Amazingly, the soundtrack is just as cool. I say "amazing" for several reasons: first, I'm no great fan of movie soundtracks, most of which seem to lose much of the oomph of the film without the accompanying footage, especially when the songs are classics remade for the movie, as they are here. Second, the kind of soul music that drives The Commitments has historically been squeezed through an Aphex De-Souler whenever it's been redone—I don't care how broke the guy was after he got out of jail, man, I don't even care that he drummed behind Jimi on Band Of Gypsies, either; may Buddy Miles fry in hell for a thousand millennia for fronting the California Raisins.

No, the Commitments are for real. Think it amazing that a major studio made a movie about a bunch of poor Irish kids who put together a soul revue without starring McCauley Culkin? The soundtrack's doubly amazing; not only is the music played with the proper reverence for the original tracks, but the kid they got to sing lead is impossibly great! Sixteen years old at the time of the recording and uncannily resembling the early Joe Cocker in physical and vocal style, Andrew Strong is far and away the best young soul singer, white or black, I've seen in a long time; toad-boys like Simply Red's Mick Hucknall and Paul Young can't carry Strong's do-rag. Strong shines on every track he sings, but especially kicks butt on the Reverend Al Green's "Take Me To The River," Wilson Pickett's "Mustang Sally," and the disc's strongest cut, the best-ever remake of Otis's "Try A Little Tenderness."

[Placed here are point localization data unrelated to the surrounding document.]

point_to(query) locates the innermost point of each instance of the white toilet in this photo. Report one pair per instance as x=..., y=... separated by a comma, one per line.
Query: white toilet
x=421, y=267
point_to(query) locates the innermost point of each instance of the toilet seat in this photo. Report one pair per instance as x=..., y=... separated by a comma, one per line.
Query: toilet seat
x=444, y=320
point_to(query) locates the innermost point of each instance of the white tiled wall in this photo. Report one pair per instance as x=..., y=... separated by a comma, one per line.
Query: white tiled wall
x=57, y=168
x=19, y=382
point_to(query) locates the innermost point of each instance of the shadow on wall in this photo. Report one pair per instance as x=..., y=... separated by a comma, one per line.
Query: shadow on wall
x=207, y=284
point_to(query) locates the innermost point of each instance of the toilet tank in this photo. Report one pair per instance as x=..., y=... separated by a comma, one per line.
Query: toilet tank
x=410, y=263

While Strong has more than enough authority to steer these towering songs, it's when the other vocalists take over the lead that you're reminded that this is supposed to be a band of kids. Backup vocalist Maria Doyle (real-life singer for alternative band Hothouse Flowers) is a babe through and through, but she really doesn't have the soul to cover Aretha's "Chain Of Fools" and "I Never Loved A Man," although the latter did make my tongue swell in the darkened theater. And although the music's killer, Robert Arkin (who plays the band's manager) turns in a pretty lame caricature of Roy Head on "Treat Her Right." These criticisms are minor, though; the music on this disc is cool man cool from start to finish, and only a pathetic soul purist like me would ever have the nerve to complain about such details. I'm ashamed of myself, I am.

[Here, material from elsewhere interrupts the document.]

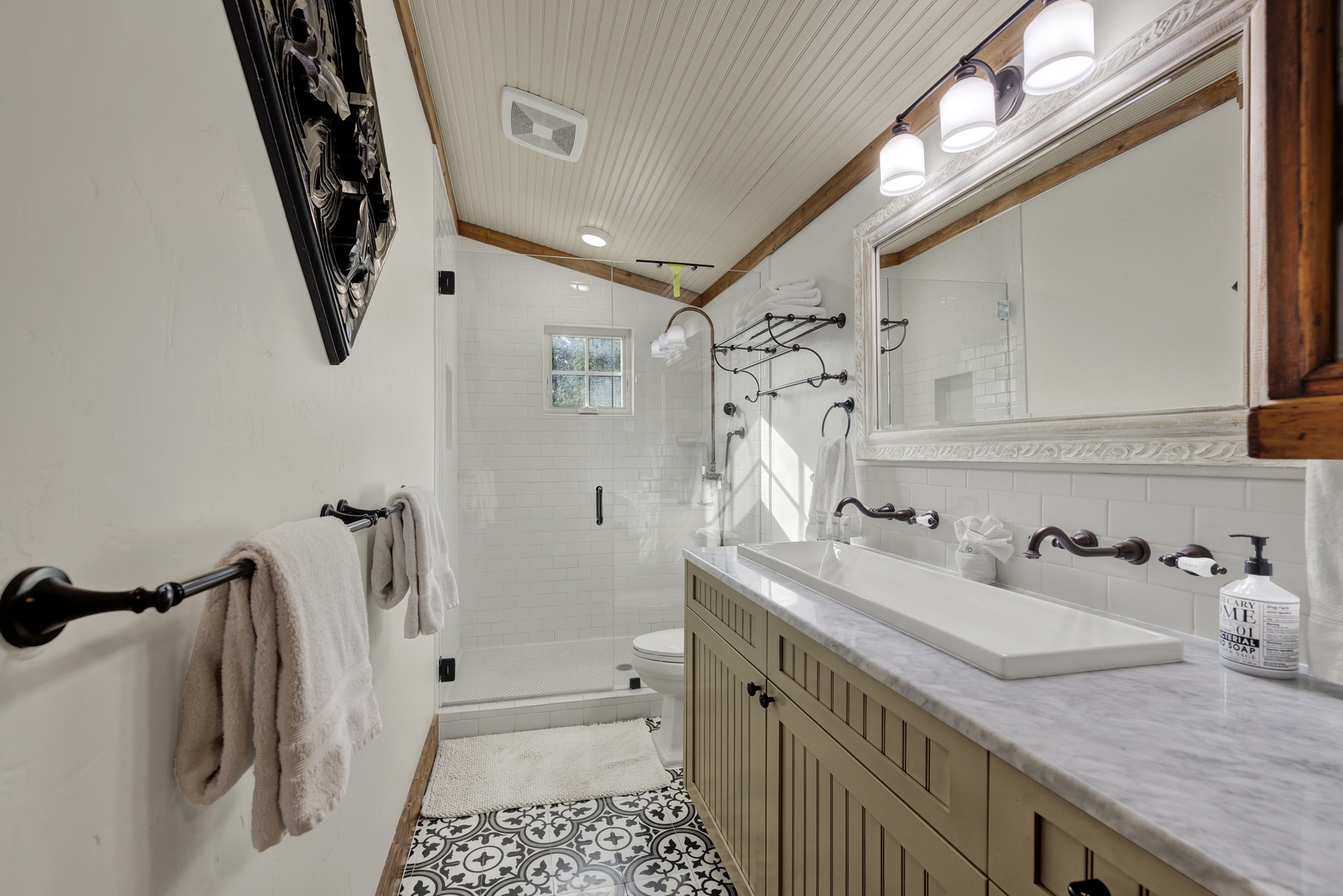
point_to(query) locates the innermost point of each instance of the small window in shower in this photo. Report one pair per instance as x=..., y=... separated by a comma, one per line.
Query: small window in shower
x=587, y=370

And the sound, cats 'n kittens? GREAT! Deep, full bass, shimmering B-3 organ swirl, REAL DRUMS IN A REAL ROOM INSTEAD OF A DRUM MACHINE TRIGGERING SAMPLES OF GUNSHOTS AND CAR CRASHES, great greasy Southern scrit-scrat rhythm gi-tar, Heinz thick'n'rich horns; it's all right here waiting for you to take it home, you lucky DOG you! U2 producer/engineer Kevin Killen must save his good stuff for bands that matter, because he gets a butt-shakin' groove thang goin' on this disc that's kept it humming in my transport (footnote 3) for weeks now. Until Krazy Kat hurls a brick at Delbert's head so he comes to his senses and starts making records like he used to, The Commitments is as fine and funky a piece of work as the '90s have yet produced; buy it or stay white and slow.—Corey Greenberg

Footnote 1: I'd mention Michael Bolton, but despite the fact that he has derived most of his current pop chart success from covering classic soul tunes like "Dock Of The Bay" and "When A Man Loves A Woman," he's still just a crossover wimpoid whose own songs blow, and thus should be ridiculed in august journals such as this one which strive to help you, cherished reader, make the best-informed choice at the checkout line. And if you already own any Bolton discs, scrape off the green paint and take 'em down to your local CD hut to exchange for some real soul music: Johnny Adams's Reconsider Me (Charly CD 89) and Ann Peebles's Greatest Hits (MCA MCAD-25225), for starters.

Footnote 2: It should be pointed out that my brother Mark emphatically disagrees, having walked out of the movie in disgust 40 minutes into it. If, like him, you eschew stylish footwear for stolen bowling shoes, you may put more stock in his opinion than mine.

Footnote 3: I wanted to say "spinning on my platter," but the times they are a-changin', gramps. Kinda depressing, isn't it?